If we lead with theology, we risk confirming this stereotype and losing the audience before we can explain what's actually in the corpus—and why it matters.

What's Actually There

The “Religious” classification in the USTC covers an enormous range:

  • Biblical commentary — Interpretations of scripture that shaped how Europeans understood their world
  • Reformation polemics — The debate that split Europe, in the words of the participants
  • Moral theology — Practical ethics for everyday life, from business to family
  • Mystical texts — Accounts of religious experience that influenced literature and psychology
  • Church history — Primary sources for understanding institutions
  • Liturgy and devotion — Texts that structured daily life for millions
  • Sermons — The main form of public discourse for most Europeans

Much of this material is directly relevant to historians—of ideas, institutions, culture, gender, economics. You cannot understand early modern Europe without understanding its religious thought.

The Top Authors

The most-published Latin theological authors reveal the diversity of the field:

AuthorWorksType
Augustine859Church Father, foundational Western thought
Thomas Aquinas747Scholastic synthesis of faith and reason
Erasmus738Humanist biblical scholarship, satire
Martin Luther688Reformation theology, biblical translation
Philip Melanchthon515Protestant education, systematic theology
Denis the Carthusian304Mystical theology, biblical commentary
Johannes Eck304Catholic controversialist, Luther's opponent
John Chrysostom290Patristic preaching, moral exhortation
Bonaventure287Franciscan mysticism, scholastic theology
Jeremias Drexel256Jesuit devotional literature, emblems

This list includes Church Fathers, medieval scholastics, Renaissance humanists, Protestant reformers, and Counter-Reformation Jesuits. It's the intellectual history of Western Christianity—and most of it remains untranslated.

The Translation Gap

Paradoxically, theology may be less translated than other fields, despite its cultural centrality. Why?

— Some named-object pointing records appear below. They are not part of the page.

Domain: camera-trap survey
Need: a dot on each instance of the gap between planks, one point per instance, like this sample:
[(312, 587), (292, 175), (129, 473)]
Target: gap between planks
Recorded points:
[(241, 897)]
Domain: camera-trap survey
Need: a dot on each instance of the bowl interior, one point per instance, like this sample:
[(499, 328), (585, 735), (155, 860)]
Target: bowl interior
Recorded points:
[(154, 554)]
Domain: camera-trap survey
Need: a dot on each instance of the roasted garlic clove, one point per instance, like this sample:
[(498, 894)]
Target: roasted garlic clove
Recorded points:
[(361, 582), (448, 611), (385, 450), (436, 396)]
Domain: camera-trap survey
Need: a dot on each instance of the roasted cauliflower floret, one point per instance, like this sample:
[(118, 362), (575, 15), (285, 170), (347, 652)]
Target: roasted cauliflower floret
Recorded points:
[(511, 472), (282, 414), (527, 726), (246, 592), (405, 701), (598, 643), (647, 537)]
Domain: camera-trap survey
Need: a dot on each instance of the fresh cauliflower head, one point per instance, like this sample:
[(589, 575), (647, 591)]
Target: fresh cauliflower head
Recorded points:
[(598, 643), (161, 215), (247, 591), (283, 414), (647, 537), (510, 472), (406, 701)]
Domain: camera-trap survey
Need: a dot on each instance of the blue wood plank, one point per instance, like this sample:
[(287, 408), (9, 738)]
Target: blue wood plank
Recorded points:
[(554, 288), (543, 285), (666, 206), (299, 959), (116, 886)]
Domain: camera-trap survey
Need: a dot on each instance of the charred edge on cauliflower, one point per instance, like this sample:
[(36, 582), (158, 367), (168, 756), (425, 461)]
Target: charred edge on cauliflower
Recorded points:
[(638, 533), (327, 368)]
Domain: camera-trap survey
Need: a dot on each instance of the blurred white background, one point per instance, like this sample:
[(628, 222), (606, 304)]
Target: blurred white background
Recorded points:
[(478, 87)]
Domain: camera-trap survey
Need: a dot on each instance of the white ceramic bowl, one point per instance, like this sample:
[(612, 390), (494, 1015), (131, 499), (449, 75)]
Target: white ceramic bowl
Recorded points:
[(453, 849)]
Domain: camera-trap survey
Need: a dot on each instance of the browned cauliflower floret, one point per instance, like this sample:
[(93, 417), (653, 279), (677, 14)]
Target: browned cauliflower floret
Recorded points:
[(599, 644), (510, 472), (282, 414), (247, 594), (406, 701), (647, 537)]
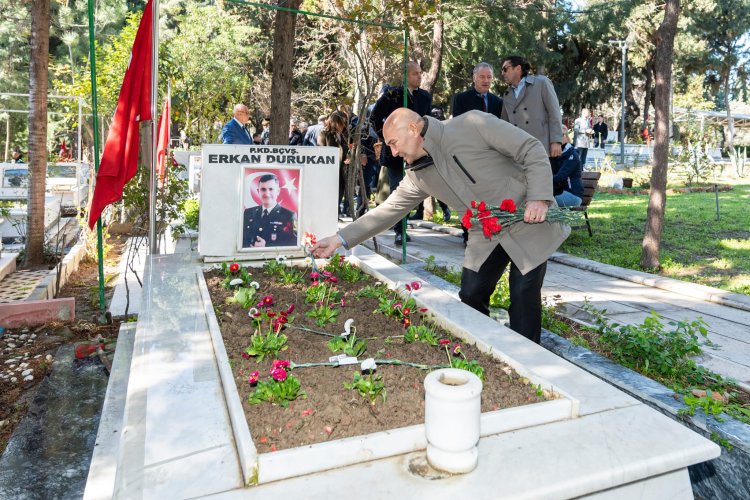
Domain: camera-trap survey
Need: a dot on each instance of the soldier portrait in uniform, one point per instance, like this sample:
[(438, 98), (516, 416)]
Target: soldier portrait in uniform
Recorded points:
[(268, 223)]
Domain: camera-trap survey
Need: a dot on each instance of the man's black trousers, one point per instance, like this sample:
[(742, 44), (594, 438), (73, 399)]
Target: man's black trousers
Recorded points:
[(525, 292)]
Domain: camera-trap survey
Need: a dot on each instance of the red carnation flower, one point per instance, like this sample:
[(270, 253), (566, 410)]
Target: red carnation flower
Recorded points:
[(466, 219), (508, 205)]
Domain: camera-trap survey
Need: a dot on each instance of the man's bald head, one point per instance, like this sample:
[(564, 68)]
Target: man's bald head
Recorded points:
[(241, 113), (402, 133)]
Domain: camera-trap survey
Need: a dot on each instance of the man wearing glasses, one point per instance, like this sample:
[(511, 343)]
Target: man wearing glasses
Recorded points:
[(234, 132), (478, 96), (531, 104)]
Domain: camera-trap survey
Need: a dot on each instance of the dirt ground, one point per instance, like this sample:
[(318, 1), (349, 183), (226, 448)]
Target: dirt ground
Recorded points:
[(34, 348), (330, 411)]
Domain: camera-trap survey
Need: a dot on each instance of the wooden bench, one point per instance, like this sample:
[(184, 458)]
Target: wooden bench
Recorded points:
[(589, 180)]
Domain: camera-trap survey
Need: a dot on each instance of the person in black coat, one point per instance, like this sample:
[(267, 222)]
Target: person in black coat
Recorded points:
[(268, 224), (478, 96), (419, 101)]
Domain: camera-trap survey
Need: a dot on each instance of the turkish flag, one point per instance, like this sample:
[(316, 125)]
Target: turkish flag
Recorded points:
[(120, 158), (162, 145)]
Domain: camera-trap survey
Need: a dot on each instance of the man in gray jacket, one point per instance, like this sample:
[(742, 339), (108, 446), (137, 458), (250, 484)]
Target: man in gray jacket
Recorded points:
[(531, 104), (475, 156)]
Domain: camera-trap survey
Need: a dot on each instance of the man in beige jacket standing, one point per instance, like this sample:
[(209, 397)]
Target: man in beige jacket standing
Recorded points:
[(475, 156), (531, 104)]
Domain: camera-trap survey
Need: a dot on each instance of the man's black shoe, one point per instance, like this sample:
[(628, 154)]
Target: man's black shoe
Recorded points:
[(398, 240)]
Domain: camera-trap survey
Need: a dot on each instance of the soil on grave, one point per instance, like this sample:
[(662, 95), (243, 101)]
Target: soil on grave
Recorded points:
[(83, 286), (330, 411)]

  • Secularization — Modern academia has moved away from confessional interests
  • Specialization — Theologians read Latin; why translate?
  • Volume — 114,000 works is overwhelming
  • Controversy — Some texts are polemical, uncomfortable for modern readers

The result is that major figures remain inaccessible. Jeremias Drexel wrote 256 editions' worth of devotional literature that shaped Catholic piety for a century. How much is in English? Almost nothing. Denis the Carthusian produced 304 editions of mystical and exegetical works. English translations? A handful.

Why It Matters

You cannot understand:

  • The Reformation without reading the actual debates in Latin
  • Early modern politics without the religious controversies that drove wars and alliances
  • Western philosophy without its theological foundations
  • Literature without the devotional and homiletic traditions that shaped it
  • Science without the natural theology that motivated inquiry

The separation of “religious” from “secular” intellectual history is a modern imposition. For early modern Europeans, theology was the queen of the sciences—the framework within which all other knowledge made sense.

Our Approach

We've chosen to foreground philosophy, natural philosophy, and medicine because these fields have obvious relevance to modern readers. They don't require explaining why they matter.

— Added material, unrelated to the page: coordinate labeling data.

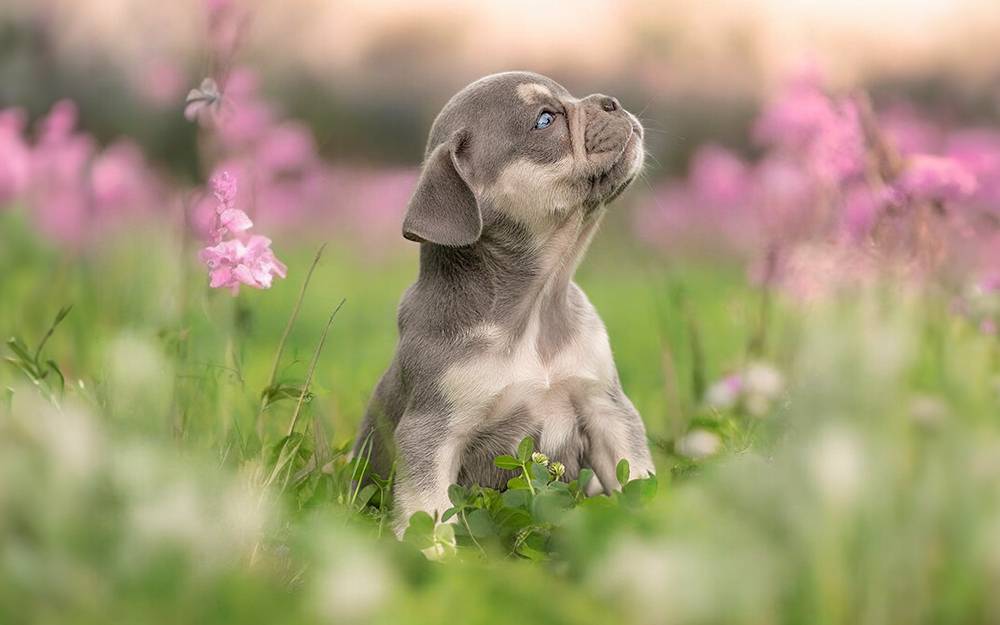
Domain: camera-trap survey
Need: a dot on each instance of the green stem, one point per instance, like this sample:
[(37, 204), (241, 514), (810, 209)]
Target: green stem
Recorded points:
[(312, 369), (284, 339)]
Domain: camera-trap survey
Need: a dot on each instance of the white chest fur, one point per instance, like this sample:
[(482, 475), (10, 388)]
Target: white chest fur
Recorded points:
[(508, 374)]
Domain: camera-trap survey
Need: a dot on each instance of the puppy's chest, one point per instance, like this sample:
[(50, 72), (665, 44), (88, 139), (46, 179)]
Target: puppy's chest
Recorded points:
[(507, 376)]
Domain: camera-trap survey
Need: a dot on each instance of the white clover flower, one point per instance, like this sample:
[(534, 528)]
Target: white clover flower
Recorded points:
[(837, 465), (444, 545), (762, 379), (557, 469), (725, 393), (698, 444), (352, 584)]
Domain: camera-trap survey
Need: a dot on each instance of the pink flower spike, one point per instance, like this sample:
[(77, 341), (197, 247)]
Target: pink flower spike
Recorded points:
[(224, 189), (234, 220)]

Theology requires context. It requires overcoming prejudices. It requires explaining that “scholastic” doesn't mean “useless” and that religious debates were often proxies for questions we still care about: What is the good life? How should society be organized? What do we owe each other?

We're not ignoring the 114,000 religious works. We're building an audience that can appreciate them.

What Needs Translation

If we were to prioritize theological translation, we might start with:

  • Reformation controversies — The actual texts of the debates, not summaries
  • Devotional bestsellers — Works like Drexel's that shaped popular piety
  • Mystical texts — Accounts of religious experience with psychological depth
  • Moral theology — Practical ethics that reveal social history
  • Biblical commentaries — How scripture was actually interpreted

The theological corpus is not a burden. It's an opportunity—once we learn to see it clearly.